Его преследовала мысль о времени. Мисс Островская напомнила мне потрясающую сцену из романа «Смерть в кредит», где Селин пытается остановить суету уличной толпы. С его страниц несется визг: «Остановите их… не давайте им двигаться… Скорей, заморозьте их… навеки… Пусть так и стоят…»

Я поискал в Библии, на столике в мотеле, описание какого-нибудь огромного разрушения.

Солнце взошло над землею, и Лот пришел в Сигор.

И пролил Господь на Содом и Гоморру дождем серу и огонь от Господа с неба.

И ниспроверг города сии, и всю окрестность сию, и всех жителей городов сих, и произрастения земли.

Такие дела.

В обоих городах, как известно, было много скверных людей. Без них мир стал лучше. И конечно, жене Лота не велено было оглядываться туда, где были все эти люди и их жилища. Но она оглянулась, за что я ее и люблю, потому что это было так по-человечески.

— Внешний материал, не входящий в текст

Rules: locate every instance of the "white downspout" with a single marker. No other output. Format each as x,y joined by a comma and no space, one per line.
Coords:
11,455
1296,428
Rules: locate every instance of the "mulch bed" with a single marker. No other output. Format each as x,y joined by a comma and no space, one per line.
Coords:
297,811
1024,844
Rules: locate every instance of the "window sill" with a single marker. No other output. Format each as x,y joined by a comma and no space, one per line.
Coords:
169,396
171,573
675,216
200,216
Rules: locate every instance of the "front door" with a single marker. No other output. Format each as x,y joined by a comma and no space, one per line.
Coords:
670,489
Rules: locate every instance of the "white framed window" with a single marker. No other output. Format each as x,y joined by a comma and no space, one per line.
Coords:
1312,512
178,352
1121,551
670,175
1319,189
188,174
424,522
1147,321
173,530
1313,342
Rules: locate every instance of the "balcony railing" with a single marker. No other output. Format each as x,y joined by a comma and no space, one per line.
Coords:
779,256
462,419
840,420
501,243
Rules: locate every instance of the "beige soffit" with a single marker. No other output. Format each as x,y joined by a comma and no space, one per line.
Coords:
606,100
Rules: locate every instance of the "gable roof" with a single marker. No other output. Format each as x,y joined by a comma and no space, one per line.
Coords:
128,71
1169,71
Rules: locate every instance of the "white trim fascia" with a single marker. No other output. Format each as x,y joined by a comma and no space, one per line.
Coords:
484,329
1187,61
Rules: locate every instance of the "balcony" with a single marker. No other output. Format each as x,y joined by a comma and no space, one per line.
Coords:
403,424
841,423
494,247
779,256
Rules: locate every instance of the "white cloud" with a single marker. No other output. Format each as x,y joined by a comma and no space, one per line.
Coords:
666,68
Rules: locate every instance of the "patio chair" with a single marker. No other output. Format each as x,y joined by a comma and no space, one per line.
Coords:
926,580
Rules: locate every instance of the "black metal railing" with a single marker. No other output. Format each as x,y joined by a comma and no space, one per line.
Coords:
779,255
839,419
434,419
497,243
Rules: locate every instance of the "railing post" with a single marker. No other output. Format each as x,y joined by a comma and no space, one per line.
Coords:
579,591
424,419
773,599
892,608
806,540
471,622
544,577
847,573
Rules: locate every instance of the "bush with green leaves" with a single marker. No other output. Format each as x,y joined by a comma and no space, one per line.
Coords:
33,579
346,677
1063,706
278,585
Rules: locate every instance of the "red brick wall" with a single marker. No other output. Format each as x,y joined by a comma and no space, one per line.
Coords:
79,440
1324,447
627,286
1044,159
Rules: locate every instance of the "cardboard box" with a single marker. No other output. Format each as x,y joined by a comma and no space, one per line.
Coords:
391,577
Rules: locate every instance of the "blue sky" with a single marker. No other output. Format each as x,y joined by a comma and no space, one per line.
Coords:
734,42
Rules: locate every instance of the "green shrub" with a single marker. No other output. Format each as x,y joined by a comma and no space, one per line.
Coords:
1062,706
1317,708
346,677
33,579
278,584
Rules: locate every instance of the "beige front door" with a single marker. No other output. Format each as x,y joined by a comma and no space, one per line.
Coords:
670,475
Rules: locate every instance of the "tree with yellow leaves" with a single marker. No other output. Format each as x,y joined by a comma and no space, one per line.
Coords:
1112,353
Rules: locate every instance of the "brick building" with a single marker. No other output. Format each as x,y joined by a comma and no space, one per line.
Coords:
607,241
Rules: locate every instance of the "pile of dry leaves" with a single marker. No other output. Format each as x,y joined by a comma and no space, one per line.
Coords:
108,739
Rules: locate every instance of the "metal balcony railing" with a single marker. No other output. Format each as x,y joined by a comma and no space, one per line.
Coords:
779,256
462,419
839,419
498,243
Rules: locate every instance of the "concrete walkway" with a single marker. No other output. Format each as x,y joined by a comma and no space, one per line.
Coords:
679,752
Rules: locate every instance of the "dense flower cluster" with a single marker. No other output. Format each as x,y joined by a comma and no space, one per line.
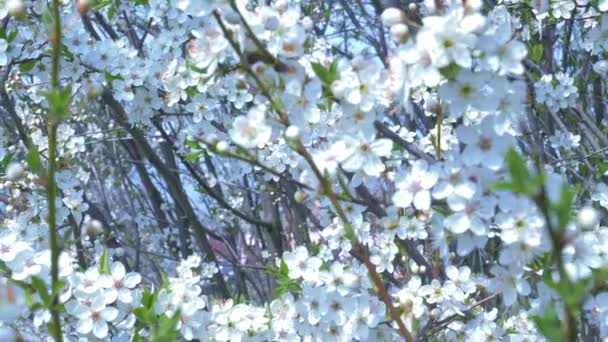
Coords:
234,171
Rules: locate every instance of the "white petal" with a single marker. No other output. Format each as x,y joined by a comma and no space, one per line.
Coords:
422,200
402,198
110,313
84,326
118,271
131,280
100,329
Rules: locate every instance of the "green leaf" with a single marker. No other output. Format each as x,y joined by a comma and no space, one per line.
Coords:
104,263
167,328
33,160
326,75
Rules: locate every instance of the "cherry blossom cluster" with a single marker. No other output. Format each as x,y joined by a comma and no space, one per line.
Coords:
240,171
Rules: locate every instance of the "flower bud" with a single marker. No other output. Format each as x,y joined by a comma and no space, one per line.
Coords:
392,16
221,146
587,217
93,228
292,132
83,7
307,23
271,22
300,196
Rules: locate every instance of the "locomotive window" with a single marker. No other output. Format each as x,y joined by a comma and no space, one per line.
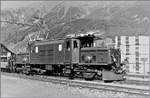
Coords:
94,58
60,47
68,45
36,49
75,44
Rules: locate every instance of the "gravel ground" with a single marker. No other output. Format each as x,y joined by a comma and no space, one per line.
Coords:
17,87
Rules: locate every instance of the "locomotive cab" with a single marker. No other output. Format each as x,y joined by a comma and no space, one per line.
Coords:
97,59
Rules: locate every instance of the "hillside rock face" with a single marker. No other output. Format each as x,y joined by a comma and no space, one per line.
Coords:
51,20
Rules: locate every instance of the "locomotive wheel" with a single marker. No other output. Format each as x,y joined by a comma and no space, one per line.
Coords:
89,75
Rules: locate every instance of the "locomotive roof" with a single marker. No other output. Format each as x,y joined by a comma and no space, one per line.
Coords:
49,41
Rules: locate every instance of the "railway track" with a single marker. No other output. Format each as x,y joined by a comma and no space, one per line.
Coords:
122,88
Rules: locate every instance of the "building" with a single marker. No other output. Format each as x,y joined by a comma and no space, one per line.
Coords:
135,49
4,53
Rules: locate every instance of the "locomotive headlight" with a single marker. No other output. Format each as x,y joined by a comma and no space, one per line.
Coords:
88,58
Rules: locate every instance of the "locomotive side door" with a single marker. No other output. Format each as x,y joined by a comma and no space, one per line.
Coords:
75,50
67,51
71,51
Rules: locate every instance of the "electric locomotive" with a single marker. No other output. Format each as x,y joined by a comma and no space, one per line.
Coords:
78,56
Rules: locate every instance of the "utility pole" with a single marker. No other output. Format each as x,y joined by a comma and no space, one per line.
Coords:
144,60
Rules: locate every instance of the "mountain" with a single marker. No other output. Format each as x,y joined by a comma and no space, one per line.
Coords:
55,19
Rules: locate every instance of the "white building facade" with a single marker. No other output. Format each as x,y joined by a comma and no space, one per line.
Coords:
136,50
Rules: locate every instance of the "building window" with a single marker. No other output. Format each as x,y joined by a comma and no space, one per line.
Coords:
137,48
60,47
68,46
137,66
75,44
36,49
137,54
127,38
136,41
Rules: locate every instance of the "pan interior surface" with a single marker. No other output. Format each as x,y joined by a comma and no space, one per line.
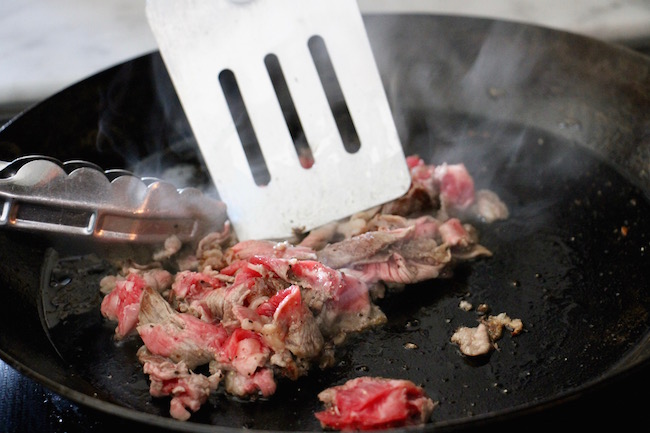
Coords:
569,262
565,147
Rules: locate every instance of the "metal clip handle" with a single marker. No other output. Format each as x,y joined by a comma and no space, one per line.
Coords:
40,193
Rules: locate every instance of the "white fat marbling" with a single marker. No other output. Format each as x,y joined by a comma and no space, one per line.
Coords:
47,45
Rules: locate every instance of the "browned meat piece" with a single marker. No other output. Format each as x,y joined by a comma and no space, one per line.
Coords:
177,336
188,390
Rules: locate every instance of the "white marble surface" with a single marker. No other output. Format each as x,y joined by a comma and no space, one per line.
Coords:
46,45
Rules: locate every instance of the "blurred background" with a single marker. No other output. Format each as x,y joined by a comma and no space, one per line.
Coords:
47,45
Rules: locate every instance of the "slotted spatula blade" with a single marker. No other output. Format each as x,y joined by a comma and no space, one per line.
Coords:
214,49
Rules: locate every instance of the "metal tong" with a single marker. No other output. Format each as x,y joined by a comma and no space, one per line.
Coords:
40,193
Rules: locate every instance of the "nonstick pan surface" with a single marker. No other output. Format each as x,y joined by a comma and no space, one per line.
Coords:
556,124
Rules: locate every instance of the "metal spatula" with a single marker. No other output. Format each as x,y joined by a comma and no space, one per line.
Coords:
226,58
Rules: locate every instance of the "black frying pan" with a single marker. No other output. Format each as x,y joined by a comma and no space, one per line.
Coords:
558,125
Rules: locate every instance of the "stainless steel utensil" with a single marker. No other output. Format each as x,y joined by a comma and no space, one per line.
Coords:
39,193
240,66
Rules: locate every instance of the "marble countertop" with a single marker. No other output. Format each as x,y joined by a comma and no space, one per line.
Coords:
47,45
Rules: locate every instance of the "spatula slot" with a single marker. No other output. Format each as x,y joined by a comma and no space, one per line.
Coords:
244,127
335,96
289,111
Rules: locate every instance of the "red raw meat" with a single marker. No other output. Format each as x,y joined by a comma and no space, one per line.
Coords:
372,403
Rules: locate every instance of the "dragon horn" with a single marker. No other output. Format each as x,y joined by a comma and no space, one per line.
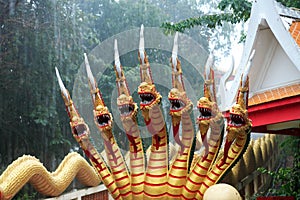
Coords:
72,112
121,80
242,97
145,70
176,67
95,92
209,86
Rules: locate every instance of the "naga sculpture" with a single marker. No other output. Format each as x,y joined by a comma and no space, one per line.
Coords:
188,174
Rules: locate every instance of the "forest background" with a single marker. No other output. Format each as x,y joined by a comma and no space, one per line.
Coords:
38,35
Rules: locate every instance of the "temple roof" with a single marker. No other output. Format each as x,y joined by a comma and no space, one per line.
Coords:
274,91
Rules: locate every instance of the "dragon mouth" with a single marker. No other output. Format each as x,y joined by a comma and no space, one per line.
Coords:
147,98
176,105
80,130
126,109
236,120
204,113
103,120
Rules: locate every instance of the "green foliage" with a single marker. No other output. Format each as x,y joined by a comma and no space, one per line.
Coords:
232,11
286,179
290,3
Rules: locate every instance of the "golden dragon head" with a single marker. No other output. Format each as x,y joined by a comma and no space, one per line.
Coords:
238,120
148,94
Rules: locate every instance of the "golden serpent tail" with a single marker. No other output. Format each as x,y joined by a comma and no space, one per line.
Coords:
28,169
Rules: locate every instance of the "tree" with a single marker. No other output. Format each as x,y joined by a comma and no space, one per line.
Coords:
232,11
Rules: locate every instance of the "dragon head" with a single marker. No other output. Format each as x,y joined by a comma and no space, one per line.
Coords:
238,116
127,107
179,102
149,95
103,118
238,120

И она превратилась в соляной столб. Такие дела.

Нельзя людям оглядываться. Больше я этого делать, конечно, не стану. Теперь я кончил свою военную книгу. Следующая книга будет очень смешная.

А эта книга не удалась, потому что ее написал соляной столб.

Начинается она так:

«Послушайте:

Билли Пилигрим отключился от времени».

А кончается так:

«Пьюти-фьют?»

2

Послушайте:

Билли Пилигрим отключился от времени.

Билли лег спать пожилым вдовцом, а проснулся в день свадьбы. Он вошел в дверь в 1955 году, а вышел из другой двери в 1941-м. Потом вернулся через ту же дверь и очутился в 1963 году. Он говорит, что много раз видел и свое рождение, и свою смерть и то и дело попадал в разные другие события своей жизни между рождением и смертью.

Так говорил Билли.

Его перебрасывает во времени рывками, и он не властен над тем, куда сейчас попадет, да и не всегда это приятно. Он постоянно нервничает, как актер перед выступлением, потому что не знает, какую часть своей жизни ему сейчас придется сыграть.

Билли родился в 1922 году в Илиуме, штат Нью-Йорк, в семье парикмахера. Он был странноватым мальчиком и стал странноватым юнцом – высоким и слабым, похожим на бутылку из-под кока-колы. Он окончил илиумскую гимназию в первой десятке своего класса и проучился один семестр на вечерних курсах оптометристов, в том же Илиуме, перед тем как его призвали на военную службу: шла Вторая мировая война. Во время этой войны отец его погиб на охоте. Такие дела.

Билли воевал в пехоте в Европе и попал в плен к немцам. После демобилизации в 1945 году Билли снова поступил на оптометрические курсы. В последнем семестре он обручился с дочкой основателя и владельца курсов, а потом заболел легким нервным расстройством.

Его поместили в военный госпиталь близ Лейк-Плэсида, лечили электрошоком и вскоре выписали. Он женился на своей нареченной, окончил курсы, и тесть устроил его у себя в деле. Илиум – особенно выгодное место для оптиков, потому что там расположена Всеобщая сталелитейная компания. Каждый служащий компании обязан иметь пару защитных очков и надевать их на производстве. В Илиуме на компанию служило шестьдесят восемь тысяч человек. Значит, нужно было изготовить массу линз и массу оправ.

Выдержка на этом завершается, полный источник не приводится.